N: It depends on the mode of heat you plan to apply. If you are flash frying or grilling it, chicken can stay crisp on the outside without drying out the juices. However, roasting is a slower, lower heat which a delicate white meat can’t withstand without drying out unless you have the cover of skin. Also, you can stuff the skin with wonderful flavour and help it crisp up into a gorgeously golden-brown delicious layer.

U: And we’ve got the element of texture going as well, with the tender chicken and the crisp skin creating a wonderful contrast.

N: And it makes all the difference!

U: Correct! So, skin-on chicken it is. Let’s talk about brining now, which seems to be a vital part of a lot of these roast meat dishes. What exactly is it, and how does it affect the final product?

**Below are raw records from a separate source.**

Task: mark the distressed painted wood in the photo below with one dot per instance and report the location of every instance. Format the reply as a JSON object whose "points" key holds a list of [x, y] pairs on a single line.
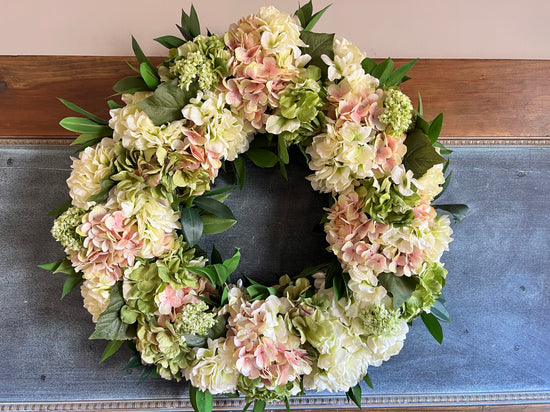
{"points": [[500, 99]]}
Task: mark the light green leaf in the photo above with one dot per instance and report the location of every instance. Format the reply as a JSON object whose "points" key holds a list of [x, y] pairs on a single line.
{"points": [[433, 326], [109, 325], [112, 347], [262, 157], [214, 224], [80, 110], [214, 207], [400, 287], [192, 225]]}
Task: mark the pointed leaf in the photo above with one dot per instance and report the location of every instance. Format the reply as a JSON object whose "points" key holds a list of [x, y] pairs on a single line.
{"points": [[192, 225], [80, 110], [433, 326], [112, 347], [214, 207]]}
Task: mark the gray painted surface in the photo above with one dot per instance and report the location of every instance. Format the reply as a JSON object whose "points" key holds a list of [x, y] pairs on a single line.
{"points": [[498, 288]]}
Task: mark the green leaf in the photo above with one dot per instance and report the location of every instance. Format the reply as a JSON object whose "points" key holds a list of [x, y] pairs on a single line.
{"points": [[165, 104], [149, 77], [192, 225], [457, 211], [201, 401], [113, 105], [71, 283], [262, 157], [368, 381], [61, 208], [318, 44], [84, 125], [104, 188], [214, 224], [435, 128], [142, 59], [240, 171], [112, 347], [131, 84], [232, 263], [399, 75], [315, 18], [355, 395], [80, 110], [433, 326], [259, 406], [215, 256], [440, 311], [420, 155], [400, 287], [109, 325], [214, 207], [283, 151], [170, 42]]}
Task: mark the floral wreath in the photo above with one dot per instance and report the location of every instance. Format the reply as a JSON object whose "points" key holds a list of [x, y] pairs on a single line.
{"points": [[141, 198]]}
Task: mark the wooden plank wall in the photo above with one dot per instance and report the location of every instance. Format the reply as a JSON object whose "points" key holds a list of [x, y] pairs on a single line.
{"points": [[482, 100]]}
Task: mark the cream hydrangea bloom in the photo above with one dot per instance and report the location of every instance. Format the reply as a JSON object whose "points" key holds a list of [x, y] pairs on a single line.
{"points": [[91, 167]]}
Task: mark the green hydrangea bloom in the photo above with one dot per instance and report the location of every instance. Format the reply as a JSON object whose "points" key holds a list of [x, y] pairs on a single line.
{"points": [[203, 60], [159, 344], [64, 228], [385, 204], [249, 388], [430, 283], [398, 112], [193, 319]]}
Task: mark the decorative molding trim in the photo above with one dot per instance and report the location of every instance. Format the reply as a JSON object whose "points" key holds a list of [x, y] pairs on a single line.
{"points": [[318, 402]]}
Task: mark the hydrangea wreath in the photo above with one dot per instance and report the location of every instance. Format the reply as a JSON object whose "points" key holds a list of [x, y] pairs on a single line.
{"points": [[141, 198]]}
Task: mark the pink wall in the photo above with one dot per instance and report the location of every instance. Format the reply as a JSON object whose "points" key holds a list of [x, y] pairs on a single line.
{"points": [[397, 28]]}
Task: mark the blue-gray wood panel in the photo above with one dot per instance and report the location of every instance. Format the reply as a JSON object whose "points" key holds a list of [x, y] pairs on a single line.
{"points": [[498, 286]]}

N: Brining is exactly what it sounds like. Salt water, can simply be made with lukewarm water and a generous amount of salt (say 4 tbsp per litre), along with some herbs like rosemary and thyme. It helps in keeping the chicken tender and moist through the cook. You can choose a simple brine or keep it in salted buttermilk, ideally overnight or at least 4-8 hours. Tie the legs of your chicken and tuck the wingtips in and just immerse in brining liquid, breast-side down. Remember to pat it dry so that the skin gets to crisp up nicely.

U: Is brining a mandatory step or is it an optional hack for a better dish?

N: Oh it’s definitely optional. Think of it as a level up *chef’s kiss*.